Самое неудачное из наших министерств есть именно Министерство просвещения. Впрочем, может быть, это так кажется мне, потому что я следил за ним с большим вниманием, нежели за другими, и имел с ним больше сношений.

Оно учреждено благой мыслью Александра Павловича в 1802 году. Министром назначен был граф Петр Васильевич Завадовский, человек большого ума, обогащенного познаниями тогдашнего времени, но притом ленивец и пьяница. Он не успел бы ничего сделать, если б не придано было ему в помощь Главное правление училищ, в котором заседали М. П. Муравьев (товарищ министра, попечитель Московского учебного округа), Н. Н. Новосильцев (попечитель с. - петербургский), князь Чарторыжский (попечитель Виленский), граф П. А. Строганов, Клингер (попечитель Дерптский) и т. д. Они образовали это министерство; они учредили новые ученые и учебные заведения и возобновили старые, составили благородный цензурный устав и т. п. Но это время было непродолжительно. Политические дела расстроили этот благородный союз и произвели в уме и сердце Александра остуду к предмету, за который он взялся было с жаром пламенного юноши. По смерти Муравьева, занял его место граф Алексей Кириллович Разумовский, человек умный и образованный, но большой барин и ленивец, любитель одной науки ботаники, при которой он допускал необходимость для оной латинского языка. Впоследствии, сделавшись министром просвещения, он поручил все дела директору своей канцелярии, Ивану Ивановичу Мартынову.

Бывши попечителем, он ненавидел Мартынова и говорил, что желает быть министром единственно для того, чтоб выгнать этого негодного человека. На самом же деле Мартынов сделался у него сильнее, нежели был у Завадовского. Когда спросили графа, почему он не держит данного слова, он отвечал: "Вы не поверите, как мне приятно, когда этот бывший враг мой докладывает мне стоя и потом засыпает песком, когда я подписываю бумаги". А дела? А польза службы? А просвещение? А Россия? Кто же станет заботиться о таких пустяках.

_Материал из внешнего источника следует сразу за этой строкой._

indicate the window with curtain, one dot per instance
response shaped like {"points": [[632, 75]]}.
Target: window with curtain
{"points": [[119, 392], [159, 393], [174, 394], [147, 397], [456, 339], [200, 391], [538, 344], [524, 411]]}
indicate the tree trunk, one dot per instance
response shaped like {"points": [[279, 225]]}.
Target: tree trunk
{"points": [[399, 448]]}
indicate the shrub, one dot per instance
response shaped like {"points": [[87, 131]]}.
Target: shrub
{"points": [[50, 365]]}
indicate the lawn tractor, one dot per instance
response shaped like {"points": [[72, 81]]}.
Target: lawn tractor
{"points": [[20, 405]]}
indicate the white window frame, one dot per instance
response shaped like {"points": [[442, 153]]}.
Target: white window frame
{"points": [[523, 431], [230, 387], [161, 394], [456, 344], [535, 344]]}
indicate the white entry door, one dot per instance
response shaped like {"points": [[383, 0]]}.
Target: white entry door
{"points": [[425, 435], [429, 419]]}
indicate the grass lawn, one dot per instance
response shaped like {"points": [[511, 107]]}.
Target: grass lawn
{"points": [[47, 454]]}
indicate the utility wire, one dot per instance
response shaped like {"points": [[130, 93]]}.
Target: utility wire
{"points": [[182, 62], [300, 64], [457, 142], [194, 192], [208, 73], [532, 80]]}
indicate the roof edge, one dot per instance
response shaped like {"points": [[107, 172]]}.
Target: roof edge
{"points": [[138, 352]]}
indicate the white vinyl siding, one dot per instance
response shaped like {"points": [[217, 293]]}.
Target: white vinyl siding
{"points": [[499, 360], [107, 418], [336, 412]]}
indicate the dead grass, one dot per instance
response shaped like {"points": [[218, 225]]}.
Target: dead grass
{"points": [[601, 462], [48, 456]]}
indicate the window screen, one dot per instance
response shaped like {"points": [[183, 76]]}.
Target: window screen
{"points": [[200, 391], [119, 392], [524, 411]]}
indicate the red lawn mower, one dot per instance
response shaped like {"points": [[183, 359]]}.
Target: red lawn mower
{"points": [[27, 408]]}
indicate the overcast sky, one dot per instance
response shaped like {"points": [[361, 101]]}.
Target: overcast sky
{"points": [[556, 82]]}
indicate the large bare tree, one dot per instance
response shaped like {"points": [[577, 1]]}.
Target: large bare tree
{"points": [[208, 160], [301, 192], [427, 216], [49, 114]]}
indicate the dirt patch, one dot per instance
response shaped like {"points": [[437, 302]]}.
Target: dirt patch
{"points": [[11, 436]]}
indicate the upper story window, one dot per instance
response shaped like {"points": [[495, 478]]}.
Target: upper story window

Уваров, решившийся жениться на устарелой его дочери, сделан был попечителем С.-Пб учебного округа. О нем скажу впоследствии. В 1816 году граф Разумовский был сменен в Министерстве просвещения князем А. Н. Голицыным. Разумовского подсидел директор лицея, Егор Антонович Энгельгардт, шарлатан, лицемер, хвастун и порядочный сквернавец. Он пользовался милостью Александра, к которому успел подольститься под видом прямодушия. В 1816 году по прибытии Александра в Царское Село он, будто невзначай, попал ему навстречу в саду и на вопрос государя, что он делает, отвечал, что огорчен выговором министра. Государь полюбопытствовал знать, за что. Энгельгардт отвечал: "В декабре прошлого года представлял я министру о необходимости сделать торги на постройку летних панталон воспитанникам и не получил никакого ответа. В январе повторил представление. И тут ответа не было. В марте третье представление и новый отказ. Вот наступил май, и я сшил панталоны без торгов. В октябре наконец получил я разрешение на торги, но тогда донес, что панталоны уже сшиты и изношены. Министр сделал мне строжайший выговор за ослушание перед начальством и за неисполнение приказаний".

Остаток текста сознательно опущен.